When she thought of that jewel, high-couraged and mettlesome and thoroughbred though she was, a sickly chill passed over her, and she shuddered, as she looked at her brother’s profile in the faint light of the railway-lamp, as the train sped through the night. For she had, in vulgar parlance, pawned the famous jewel.

That is to say, that being in great want of money, of a sum so large that no one she could appeal to would be likely or even able to give it to her, she had borrowed that sum, four years previously, on the roc’s egg, of a great jeweler, who had caused to be made for her such a precise counterfeit in paste that no detection was possible by the naked eye.

The famous jeweler was a Pole by birth, a Parisian by long residence and habit; he had dropped his own name, which had been politically compromised in his earliest manhood and for forty years had traded in the city of his adoption as a naturalized Frenchman, known as M. Boris Beaumont. His riches were now great; his taste in and knowledge of gems were unerring; and he had that note of fashion without which a great tradesman in Paris is an Apollo without a bow or a lute. All the great ladies were his clients; without something of Beaumont’s no bridal corbeille was well furnished; his exquisite trifles were the most distinguished of New Year’s gifts. He was deferential, good-natured, adroit; in his trade he was absolutely to be depended on; if Beaumont told you a stone was good, you might buy it without further warranty, and you would never repent; the price of it was high, even very high; but if you made that objection he would say briefly with a little shrug: “Que voulezvous? Ça vient de moi!
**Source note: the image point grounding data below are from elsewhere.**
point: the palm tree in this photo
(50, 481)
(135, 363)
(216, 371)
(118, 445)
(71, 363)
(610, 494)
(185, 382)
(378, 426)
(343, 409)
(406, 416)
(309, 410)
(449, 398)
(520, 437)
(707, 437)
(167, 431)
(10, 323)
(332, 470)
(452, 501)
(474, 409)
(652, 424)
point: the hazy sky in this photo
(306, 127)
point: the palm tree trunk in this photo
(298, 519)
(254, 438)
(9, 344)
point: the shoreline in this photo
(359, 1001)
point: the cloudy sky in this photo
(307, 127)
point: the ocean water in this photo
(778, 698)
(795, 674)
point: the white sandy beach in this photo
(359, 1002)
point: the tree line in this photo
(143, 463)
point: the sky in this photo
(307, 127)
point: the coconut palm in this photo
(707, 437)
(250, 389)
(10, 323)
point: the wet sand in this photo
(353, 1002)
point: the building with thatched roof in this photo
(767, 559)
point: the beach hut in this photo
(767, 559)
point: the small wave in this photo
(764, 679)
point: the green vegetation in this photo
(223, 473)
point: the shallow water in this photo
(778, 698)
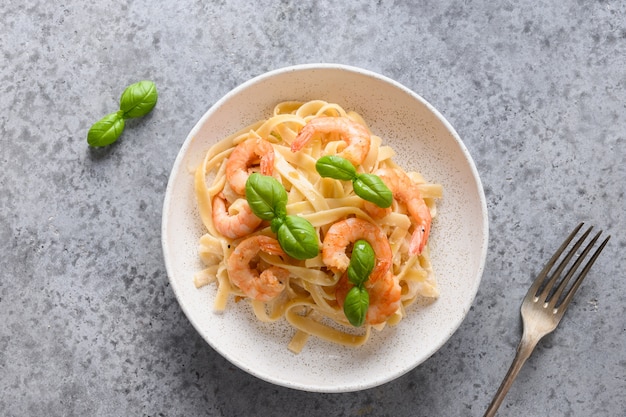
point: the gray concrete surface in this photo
(88, 322)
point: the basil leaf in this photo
(335, 167)
(362, 262)
(298, 238)
(138, 99)
(106, 130)
(371, 188)
(266, 196)
(355, 305)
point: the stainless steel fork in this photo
(545, 303)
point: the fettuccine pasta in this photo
(241, 254)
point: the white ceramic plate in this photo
(425, 142)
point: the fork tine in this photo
(549, 287)
(556, 295)
(532, 291)
(583, 273)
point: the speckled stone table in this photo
(88, 322)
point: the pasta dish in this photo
(309, 219)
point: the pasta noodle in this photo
(308, 296)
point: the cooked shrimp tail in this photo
(384, 294)
(407, 192)
(355, 135)
(245, 155)
(345, 232)
(262, 285)
(241, 223)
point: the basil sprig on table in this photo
(367, 186)
(361, 265)
(268, 200)
(137, 100)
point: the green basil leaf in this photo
(335, 167)
(371, 188)
(362, 262)
(138, 99)
(298, 238)
(106, 130)
(355, 305)
(266, 196)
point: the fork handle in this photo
(524, 349)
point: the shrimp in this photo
(240, 224)
(243, 156)
(344, 232)
(407, 192)
(262, 286)
(384, 296)
(356, 136)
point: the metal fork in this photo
(544, 304)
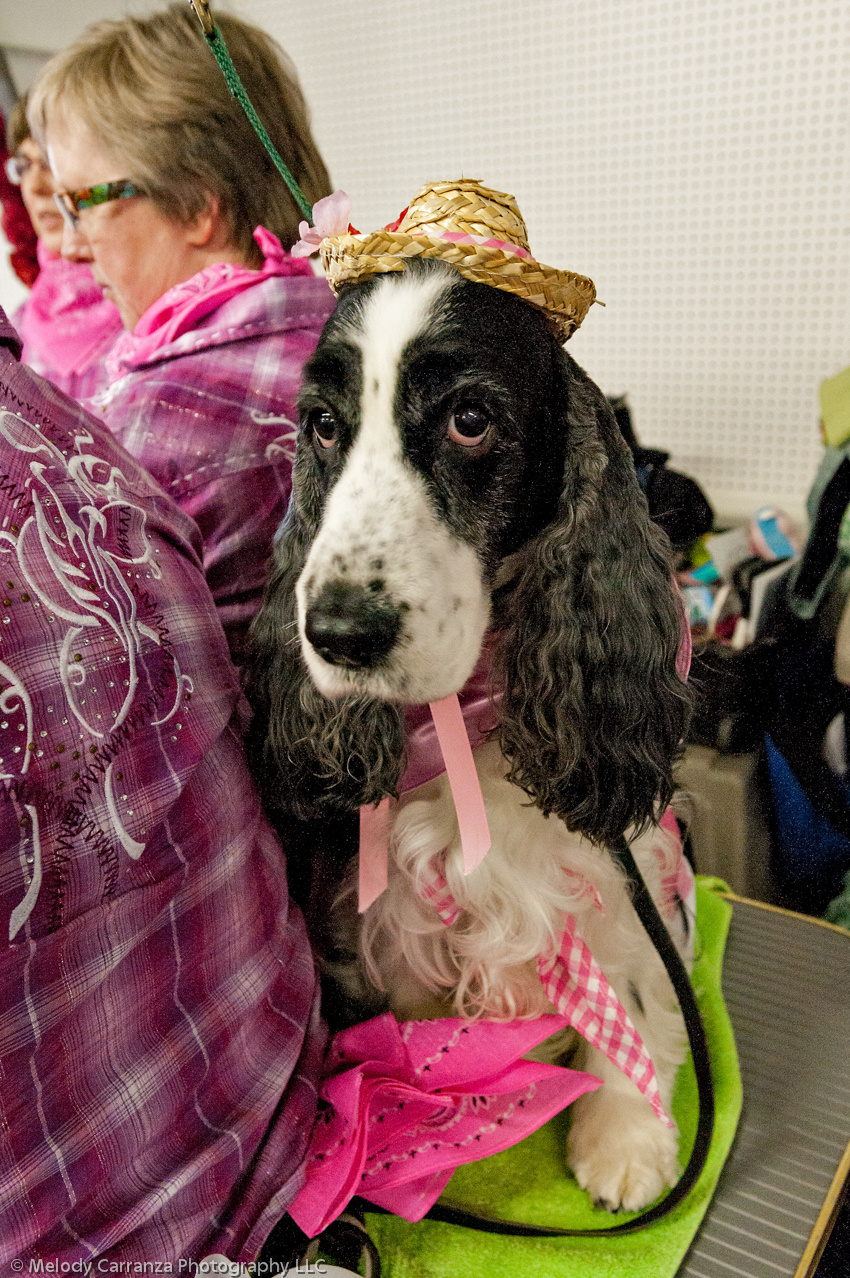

Behind his very elegant shop was a conservatory, behind the conservatory was a little salon where his patronesses could have ices or tea according to the season, and read Gyp’s last delightful persiflage. In that little salon many a secret has been confided to Beaumont; many a dilemma been exposed to him.

Les honnêtes femmes! Les honnêtes femmes!” he said once to a friend. “Ah mon cher, il n’y qu’elles pour canaille!” But it was rarely he was so indiscreet as this, though he knew so many of the passions and pains which throbbed under the diamond tiaras and the sapphire rivières in the brains and in the breasts of his fair clients.

Now and then Beaumont went to the opera, or to the Français on a Tuesday, and from his modest stall looked up at his patrician patronesses in all the beauty of their semi-nudity, their admirable maquillage, their wondrous toilettes, and then he smiled as he lowered his glasses with a little malice but more indulgence.

To Mouse, of course, Beaumont was well known: when she had wanted this large sum he had taken it from his capital for her, but as security he would accept in return nothing less than the famous Otterbourne jewel.

“You have it. Bring it me,” he said as simply as if he had been speaking of a bit of cornelian or agate.

In vain she implored, protested, entreated, wept, tried all the armory of persuasion, represented that he was tempting her to a crime, actually to a crime!